Cette réplique ne dira peut-être rien à certains mais évoquera beaucoup à d’autres, et notamment une partie de cartes entre amis dans Marius, premier volet de la célèbre “Trilogie Marseillaise” (complétée par Fanny et César). Cette trilogie constitue une sorte d’œuvre-somme, réunissant les thèmes et les caractères qui font la richesse de Pagnol. Tout d’abord, l’amour, omniprésent. Qu’il soit entre un homme et une femme n’osant pas s’avouer les sentiments qu’ils éprouvent l’un pour l’autre, ou entre un père et son fils, freinés leur pudeur caractéristique. Au-delà des colères, des rires et des sacrifices, c’est l’amour qui apporte le point final. “Le père, c’est celui qui aime” dira César à son fils Marius, phrase au (presque) lointain écho théologique. Autre grande qualité des écrits et longs-métrages de Pagnol : ses personnages vivent dans un monde qui apparaît comme plus simple, moins artificiel que peut le construire la société moderne. Leur existence se fonde sur la famille et l’amitié, bien loin des préoccupations accessoires. Seul bémol : l’argent et l’adultère viennent par moment graviter autour des personnages, tantôt comme objet de blague et/ou de convoitise, tantôt comme mise en avant de leur influence néfaste.

“Maître à bord, après Dieu !”
Mais est-ce que Dieu trouve une place dans toutes ces histoires ? Fils d’un instituteur anti-clérical, dont le portrait est dépeint dans La Gloire de mon Père, Marcel Pagnol accorde régulièrement une place, plus ou moins importante, à Dieu. Il se fait présent dans les répliques des personnages, parfois utilisées comme simple occasion d’un bon mot ou d’un juron. Toutefois, les adresses qui lui sont faites sont parfois bien réelles. Le capitaine Escartefigue s’emploie à placer Dieu comme véritable capitaine de son bateau. Il est pour beaucoup celui qui guide et conduit la vie de chacun. Parmi les autres évocations de Dieu et de la religion, il y a la figure notable du curé du village qui apparaît plusieurs fois dans les récits de Pagnol, et ce notamment dans César. Dans ce long-métrage, il n’est pas simplement la figure grossière du prêtre arriéré et sévère, comme elle peut apparaître parfois dans les fictions prenant place au début du XXe siècle, mais celui qui se fait représentant de la miséricorde de Dieu. La confession y est dépeinte comme le sacrement apportant la paix au personnage de Panisse. Et comment parler de la Provence et de Marseille, sans parler de la “Bonne Mère” ! Notre-Dame de la Garde trône dans la cité phocéenne, et le personnage de Fanny n’hésite pas à aller s’y recueillir, demandant à la Vierge Marie de l’accompagner dans ses difficultés.

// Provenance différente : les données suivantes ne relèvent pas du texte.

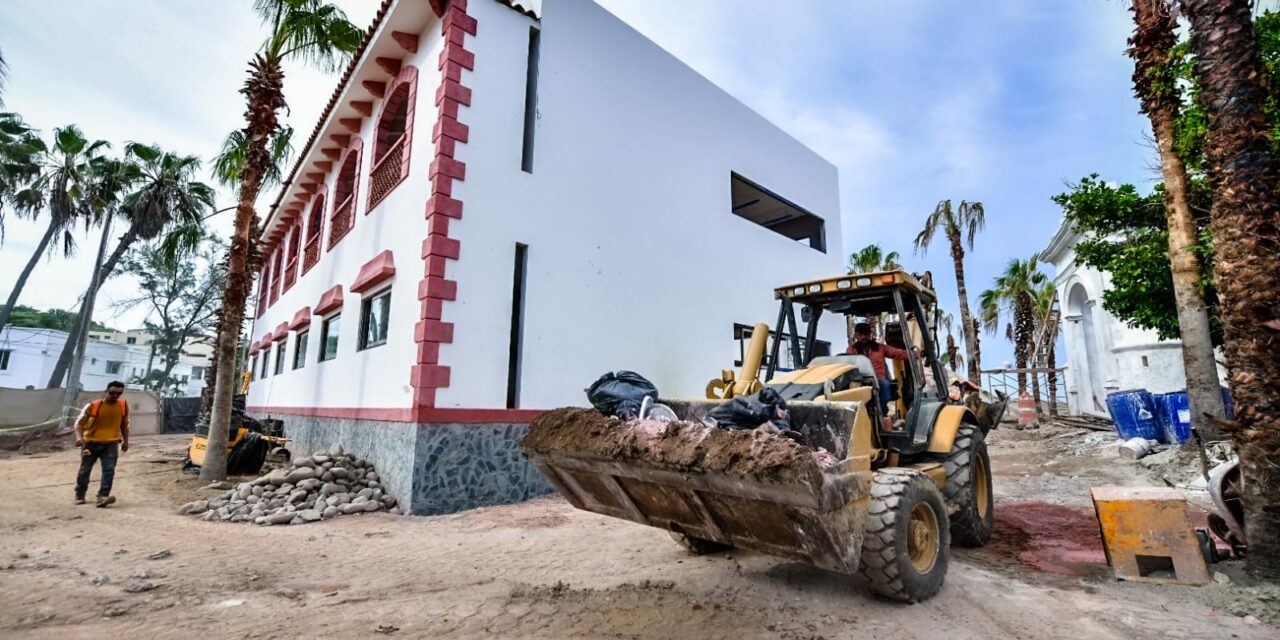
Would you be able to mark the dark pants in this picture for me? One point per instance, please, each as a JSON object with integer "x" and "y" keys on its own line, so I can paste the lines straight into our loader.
{"x": 91, "y": 453}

Les personnages décrits par Marcel Pagnol ne semblent pas si éloignés de qui il était. Habité par une certaine conscience de Dieu et de son action dans notre vie, ses récits sont teintés de questionnements à son propos. Il n’est alors pas étonnant de découvrir qu’à sa demande, ses obsèques ont été célébrées à l’église Saint-Honoré d'Eylau à Paris, par l'abbé Norbert Calmels, dont il s’était fait l’ami. Cette rétrospective cinématographique nous donne une occasion toute trouvée de rencontrer au travers de son œuvre un auteur au regard unique et à l’âme en recherche de Dieu.